Decided March 23, 1998
- Full case name: Timothy Curran v. Mount Diablo Council of the Boy Scouts of America
- Citation(s): 17 Cal.4th 670, 952 P.2d 218, 72 Cal.Rptr.2d 410 (1998)

Case history
- Prior history: Judgment affirmed, 147 Cal.App.3d 712, 195 Cal. Rptr. 325 (1983)

Holding
- The Boy Scouts of America are not considered a "business establishment" and do not fall under the provisions of California's Unruh Civil Rights Act. Decision of the Court of Appeal is affirmed.

Court membership
- Chief Justice: Ronald M. George
- Associate Justices: Stanley Mosk, Joyce L. Kennard, Marvin R. Baxter, Kathryn Werdegar, Ming Chin, Janice Rogers Brown

Case opinions
- Majority: George, joined by Kennard, Baxter, Chin
- Concurrence: Mosk
- Concurrence: Kennard
- Concurrence: Werdegar
- Concurrence: Brown

Laws applied
- Unruh Civil Rights Act (Cal. Civil Code § 51)

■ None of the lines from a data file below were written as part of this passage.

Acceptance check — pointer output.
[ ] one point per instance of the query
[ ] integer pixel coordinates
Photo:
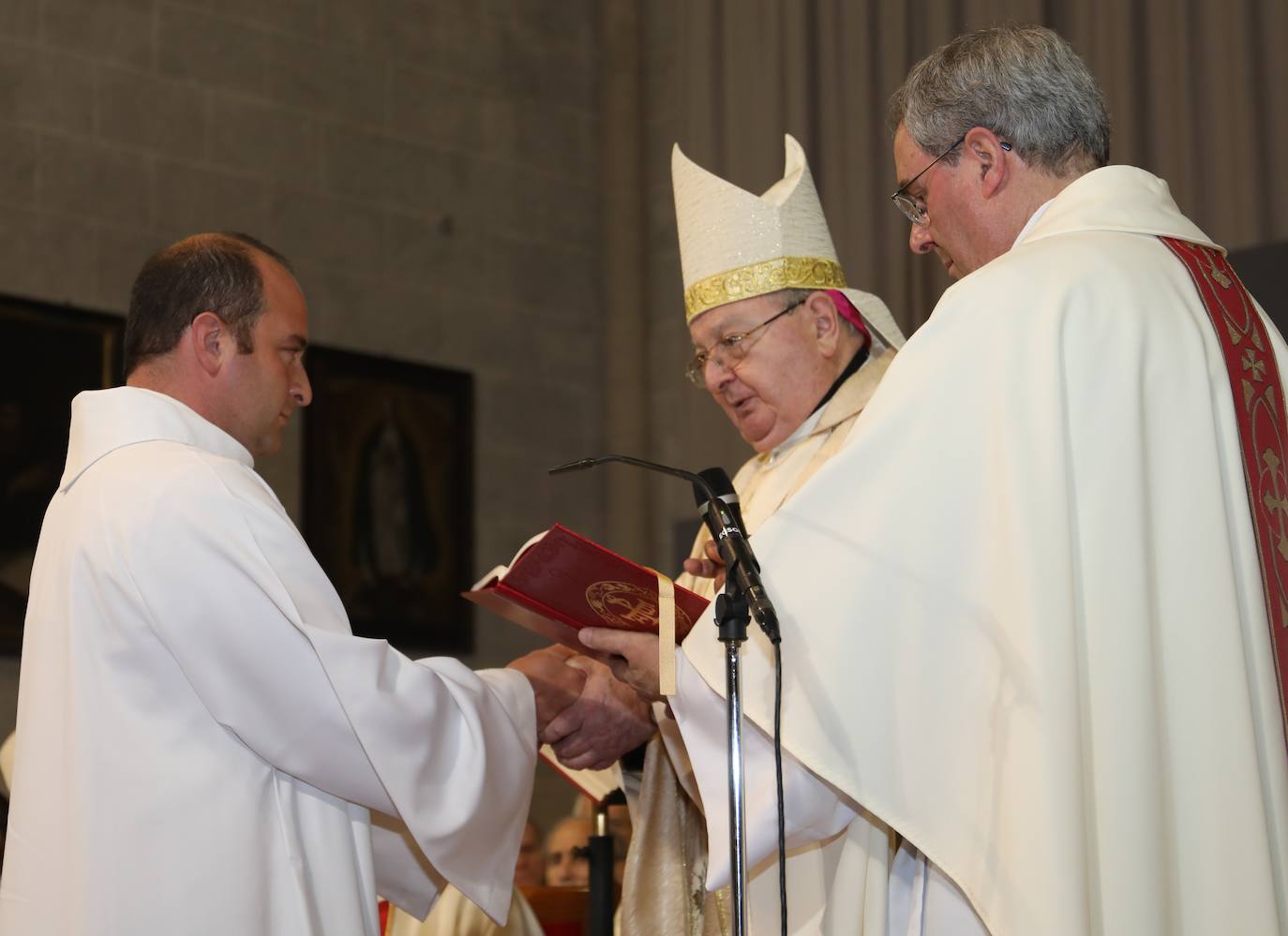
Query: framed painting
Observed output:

= Curran v. Mount Diablo Council of the Boy Scouts of America =

US legal case

Curran v. Mount Diablo Council of the Boy Scouts of America, 17 Cal.4th 670, 952 P.2d 218, 72 Cal.Rptr.2d 410 (1998), was a landmark case which upheld the right of a private organization in California to not allow new members on the basis of their sexual orientation. Its companion case was Randall v. Orange County Council, 17 Cal.4th 736, 952 P.2d 261, 72 Cal.Rptr.2d 453 (1998).

==Background==
In 1980, eighteen-year-old Tim Curran, an Eagle Scout, applied to be an assistant Scoutmaster in the Mount Diablo Council Boy Scouts of America. Members of the Boy Scouts of America, however, had recently learned that Curran was gay after reading an Oakland Tribune article on gay youth which featured an interview with Curran. Based on his sexual orientation, the Boy Scouts of America refused to allow Curran to hold a leadership position in their organization.

Curran sued in 1981, alleging that the Boy Scouts of America's membership requirements amounted to unlawful discrimination under California's Unruh Civil Rights Act, which required "Full and equal accommodations, advantages, facilities, privileges or services in all business establishments".

==Decision==
This case was ultimately decided in 1998, when the California Supreme Court ruled in favor of the Boy Scouts of America. The court held that because the Boy Scouts of America was not considered a "business establishment" under the Unruh Civil Rights Act, it could not be required to change its membership policies so as to include homosexuals.

Psychiatrist and lawyer Richard Green was co-counsel for Curran.